Hey I would read all the other threads to get my imformation but I feel my computer could be different and I could get lost coping their ways so new thread for me is a must =p.

OP: Windows xp Home sp3 32bit
Mobo: ASUS P5N73-AM
Pro: Intel(R) Core(TM)2 Quad CPU Q6600 @2.40GHz 2.40GHz
External Clock 266 MHz
Max Speed 3800 MHz
Current Speed 2133 Mhz
RAM: 4 GB RAM running 3.25GB of RAM
Graphic card: Nvidia GeForce 9600 GSO 768MB
Current Display Mode: 1680 x 1050 (60Hz)
Power supply 450W with Fan
Directx 9

Computer case: ICute with big fan at front standard size at side door and back of the case

I'm sure I've gave you more then enough details all I want to know can I overclock and how can I overclock? ray:


----------



## greenbrucelee (Apr 24, 2007)

you can overclock any cpu but some manufacturers like dell lock the bios so you can't.

You could overclock your cpu but first I would suggest getting a better power supply as overclocking uses more voltages so you need a quality PSU I would recommend corsair TH series and Seasonic any model I would also suggest you go for atleast 650w too.

Second you are going to need a good cpu cooler, read some reviews to determin which one you want but the zalman 9700 is a good choice.

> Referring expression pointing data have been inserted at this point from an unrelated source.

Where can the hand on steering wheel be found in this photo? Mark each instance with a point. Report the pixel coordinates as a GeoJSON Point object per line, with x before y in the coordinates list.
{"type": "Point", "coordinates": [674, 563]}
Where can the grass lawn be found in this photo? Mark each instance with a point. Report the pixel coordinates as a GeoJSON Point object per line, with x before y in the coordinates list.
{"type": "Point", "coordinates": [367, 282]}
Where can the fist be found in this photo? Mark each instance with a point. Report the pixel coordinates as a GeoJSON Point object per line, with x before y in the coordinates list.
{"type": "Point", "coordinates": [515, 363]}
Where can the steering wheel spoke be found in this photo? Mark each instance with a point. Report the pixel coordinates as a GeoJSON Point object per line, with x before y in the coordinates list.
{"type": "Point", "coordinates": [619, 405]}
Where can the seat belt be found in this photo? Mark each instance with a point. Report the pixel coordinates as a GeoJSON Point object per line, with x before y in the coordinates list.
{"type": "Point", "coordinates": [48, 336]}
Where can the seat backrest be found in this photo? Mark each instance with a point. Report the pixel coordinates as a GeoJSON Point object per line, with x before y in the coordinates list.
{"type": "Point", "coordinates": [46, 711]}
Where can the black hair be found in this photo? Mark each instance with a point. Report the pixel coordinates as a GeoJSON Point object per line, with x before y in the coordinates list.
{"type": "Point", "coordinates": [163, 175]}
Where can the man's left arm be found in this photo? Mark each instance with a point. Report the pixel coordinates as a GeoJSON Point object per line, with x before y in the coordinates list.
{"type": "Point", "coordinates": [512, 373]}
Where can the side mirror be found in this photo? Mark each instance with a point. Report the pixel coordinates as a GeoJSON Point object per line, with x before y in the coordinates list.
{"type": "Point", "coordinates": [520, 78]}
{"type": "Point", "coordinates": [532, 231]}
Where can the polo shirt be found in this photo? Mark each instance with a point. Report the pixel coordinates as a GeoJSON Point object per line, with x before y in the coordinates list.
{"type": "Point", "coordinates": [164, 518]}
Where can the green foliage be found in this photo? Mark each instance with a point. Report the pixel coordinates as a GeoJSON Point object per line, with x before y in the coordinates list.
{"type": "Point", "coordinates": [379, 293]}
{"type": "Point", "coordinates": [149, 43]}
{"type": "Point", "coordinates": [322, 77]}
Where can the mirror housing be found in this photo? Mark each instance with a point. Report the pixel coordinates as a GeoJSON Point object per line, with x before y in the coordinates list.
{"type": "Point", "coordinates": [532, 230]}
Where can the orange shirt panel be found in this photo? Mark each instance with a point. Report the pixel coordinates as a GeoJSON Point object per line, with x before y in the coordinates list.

Third read the thread at the top of the overclocking forum called if you are new to overclocking read here for starters. It will tell you how to overclock

If you get stuck post back and I will try and help or one of the other members will.


----------



## Danxx25 (Aug 27, 2009)

greenbrucelee said:


> you can overclock any cpu but some manufacturers like dell lock the bios so you can't.
> 
> You could overclock your cpu but first I would suggest getting a better power supply as overclocking uses more voltages so you need a quality PSU I would recommend corsair TH series and Seasonic any model I would also suggest you go for atleast 650w too.
> 
> ...


Thanks for the info I will go see some prices now =)

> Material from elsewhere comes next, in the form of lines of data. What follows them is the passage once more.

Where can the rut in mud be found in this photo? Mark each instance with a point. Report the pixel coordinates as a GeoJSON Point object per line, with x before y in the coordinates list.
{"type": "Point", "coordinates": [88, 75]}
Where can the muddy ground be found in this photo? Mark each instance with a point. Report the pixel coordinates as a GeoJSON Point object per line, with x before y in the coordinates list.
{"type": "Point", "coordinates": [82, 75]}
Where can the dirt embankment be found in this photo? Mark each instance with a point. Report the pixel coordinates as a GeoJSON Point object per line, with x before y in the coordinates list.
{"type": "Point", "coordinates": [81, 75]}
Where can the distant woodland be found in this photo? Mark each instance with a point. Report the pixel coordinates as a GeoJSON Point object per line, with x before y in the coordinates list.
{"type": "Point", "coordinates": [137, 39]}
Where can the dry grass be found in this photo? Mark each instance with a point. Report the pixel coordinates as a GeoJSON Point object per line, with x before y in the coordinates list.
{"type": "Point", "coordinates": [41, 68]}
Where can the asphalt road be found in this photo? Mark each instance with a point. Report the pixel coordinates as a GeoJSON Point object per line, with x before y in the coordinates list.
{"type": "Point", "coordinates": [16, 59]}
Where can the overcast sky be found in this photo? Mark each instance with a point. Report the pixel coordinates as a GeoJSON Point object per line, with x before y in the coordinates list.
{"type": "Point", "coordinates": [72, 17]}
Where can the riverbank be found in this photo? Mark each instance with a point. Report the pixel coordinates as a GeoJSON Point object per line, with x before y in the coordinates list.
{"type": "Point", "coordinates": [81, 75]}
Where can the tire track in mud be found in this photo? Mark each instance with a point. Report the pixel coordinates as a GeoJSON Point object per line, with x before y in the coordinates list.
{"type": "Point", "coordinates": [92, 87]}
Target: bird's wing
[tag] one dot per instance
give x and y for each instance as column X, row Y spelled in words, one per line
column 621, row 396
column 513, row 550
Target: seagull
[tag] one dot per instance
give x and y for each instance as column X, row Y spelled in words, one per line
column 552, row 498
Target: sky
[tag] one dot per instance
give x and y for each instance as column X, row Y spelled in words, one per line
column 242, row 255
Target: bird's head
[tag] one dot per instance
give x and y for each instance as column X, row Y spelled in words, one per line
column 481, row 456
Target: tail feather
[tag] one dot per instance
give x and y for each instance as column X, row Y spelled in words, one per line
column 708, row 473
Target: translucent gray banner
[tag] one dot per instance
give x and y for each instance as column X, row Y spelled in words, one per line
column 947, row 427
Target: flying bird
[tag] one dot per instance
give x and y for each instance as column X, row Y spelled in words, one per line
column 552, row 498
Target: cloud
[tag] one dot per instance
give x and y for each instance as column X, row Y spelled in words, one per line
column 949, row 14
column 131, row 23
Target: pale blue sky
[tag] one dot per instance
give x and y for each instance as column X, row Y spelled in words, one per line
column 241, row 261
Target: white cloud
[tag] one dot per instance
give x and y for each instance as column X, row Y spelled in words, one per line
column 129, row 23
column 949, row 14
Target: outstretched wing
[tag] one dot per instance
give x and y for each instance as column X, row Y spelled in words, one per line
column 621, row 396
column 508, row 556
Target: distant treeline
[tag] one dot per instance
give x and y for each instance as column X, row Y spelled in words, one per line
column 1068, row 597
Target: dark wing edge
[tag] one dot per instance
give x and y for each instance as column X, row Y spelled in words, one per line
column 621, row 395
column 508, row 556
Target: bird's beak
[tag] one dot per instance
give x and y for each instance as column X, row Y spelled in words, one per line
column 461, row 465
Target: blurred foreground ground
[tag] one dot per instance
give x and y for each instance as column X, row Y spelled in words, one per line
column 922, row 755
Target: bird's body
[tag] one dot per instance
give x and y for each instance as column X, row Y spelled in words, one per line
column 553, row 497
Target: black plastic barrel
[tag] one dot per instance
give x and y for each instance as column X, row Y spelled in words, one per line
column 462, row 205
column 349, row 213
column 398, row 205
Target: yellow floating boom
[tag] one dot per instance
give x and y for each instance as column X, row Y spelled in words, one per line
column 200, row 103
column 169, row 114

I've seen Corsair 850W TX Series PSU -140mm Fan for £105
Zalman CNPS 9700 for under £45


----------



## greenbrucelee (Apr 24, 2007)

Danxx25 said:


> Thanks for the info I will go see some prices now =)
> 
> I've seen Corsair 850W TX Series PSU -140mm Fan for £105
> Zalman CNPS 9700 for under £45


Those should do you fine


----------



## karkate (Aug 4, 2009)

Mabey its best not to mention where to find overclocking software to a new-b before they do some research first. they should be abel to find it while they are learning. i would hate to see some newb overclock his moms pc to the oint it burns on an acount that he had no idea what he was doing.

I really appreciate with this forum.

Thank you.


----------



## greenbrucelee (Apr 24, 2007)

karkate said:


> Mabey its best not to mention where to find overclocking software to a new-b before they do some research first. they should be abel to find it while they are learning. i would hate to see some newb overclock his moms pc to the oint it burns on an acount that he had no idea what he was doing.
> 
> I really appreciate with this forum.
> 
> Thank you.


I never mentioned any overclocking software and I never would because overclocking is best done through the bios. Overclocking software isn't very good and can do more damage to your computer than manually doing it.


----------



## Danxx25 (Aug 27, 2009)

karkate said:


> Mabey its best not to mention where to find overclocking software to a new-b before they do some research first. they should be abel to find it while they are learning. i would hate to see some newb overclock his moms pc to the oint it burns on an acount that he had no idea what he was doing.
> 
> I really appreciate with this forum.
> 
> Thank you.


I didn't like comment you said who are you to judge my abilities and I'm a lot smarter then I may seem everyone needs info at some point and info is apart of learning :tongue:


----------